Sounds good to me :)

ecomodeller commented 3 years ago

Can we make an interactive application to assist the labelling process?

  1. Upload data
  2. Automatic labeling of obvious outliers with simple detector
  3. Manually add / remove labels by clicking on chart.
  4. Save the labelled timeseries in reusable format e.g. csv
akfDHI commented 3 years ago

Sounds good to me too. Which Yammer channel?


From: Laura Froelich notifications@github.com Sent: Friday, 29 January 2021 06.36 To: DHI/anomalydetection anomalydetection@noreply.github.com Cc: Anne Katrine V.Falk akf@dhigroup.com; Mention mention@noreply.github.com Subject: Re: [DHI/anomalydetection] Add benchmarking dataset with labelled anomalies for scoring performance of detector algorithms (#12)

Sounds good to me :)

— You are receiving this because you were mentioned. Reply to this email directly, view it on GitHubhttps://github.com/DHI/anomalydetection/issues/12#issuecomment-769586998, or unsubscribehttps://github.com/notifications/unsubscribe-auth/AIECKWFY5HSULGVL4ZQVLS3S4JCMXANCNFSM4WKJFNNQ.

halvgaard commented 3 years ago

@ecomodeller There is one open source tool here: https://trainset.geocene.com/

halvgaard commented 3 years ago

@ecomodeller Is this relevant: http://www.marineinsitu.eu/dashboard ?

halvgaard commented 3 years ago

We got a labelled dataset from an actual DHI case based on groundwater measurements. Unfortunately, the dataset cannot be published publicly on github.

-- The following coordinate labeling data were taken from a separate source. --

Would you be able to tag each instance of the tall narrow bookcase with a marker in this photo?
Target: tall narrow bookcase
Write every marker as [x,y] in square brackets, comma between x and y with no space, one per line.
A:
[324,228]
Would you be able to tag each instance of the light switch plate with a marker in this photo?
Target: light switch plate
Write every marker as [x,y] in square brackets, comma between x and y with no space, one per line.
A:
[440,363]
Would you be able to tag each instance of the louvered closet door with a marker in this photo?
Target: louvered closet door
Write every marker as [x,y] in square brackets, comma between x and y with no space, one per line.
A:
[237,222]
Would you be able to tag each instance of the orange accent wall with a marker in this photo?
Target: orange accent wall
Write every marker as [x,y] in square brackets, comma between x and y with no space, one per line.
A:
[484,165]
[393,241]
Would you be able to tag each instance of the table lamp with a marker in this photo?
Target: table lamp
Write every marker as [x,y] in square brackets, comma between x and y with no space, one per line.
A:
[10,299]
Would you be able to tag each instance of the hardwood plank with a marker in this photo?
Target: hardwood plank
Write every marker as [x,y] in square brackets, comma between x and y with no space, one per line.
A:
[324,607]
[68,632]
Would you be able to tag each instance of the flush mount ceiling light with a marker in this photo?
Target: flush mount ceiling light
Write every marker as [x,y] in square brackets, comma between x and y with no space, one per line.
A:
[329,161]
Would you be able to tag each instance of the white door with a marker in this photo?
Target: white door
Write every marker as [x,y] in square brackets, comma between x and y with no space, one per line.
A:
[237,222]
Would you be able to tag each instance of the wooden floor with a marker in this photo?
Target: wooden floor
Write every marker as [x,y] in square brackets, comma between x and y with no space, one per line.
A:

ecomodeller commented 1 year ago

Can we make an interactive application to assist the labelling process?

  1. Upload data
  2. Automatic labeling of obvious outliers with simple detector
  3. Manually add / remove labels by clicking on chart.
  4. Save the labelled timeseries in reusable format e.g. csv

Please note that we now have an interactive application for labelling outliers and training a detector.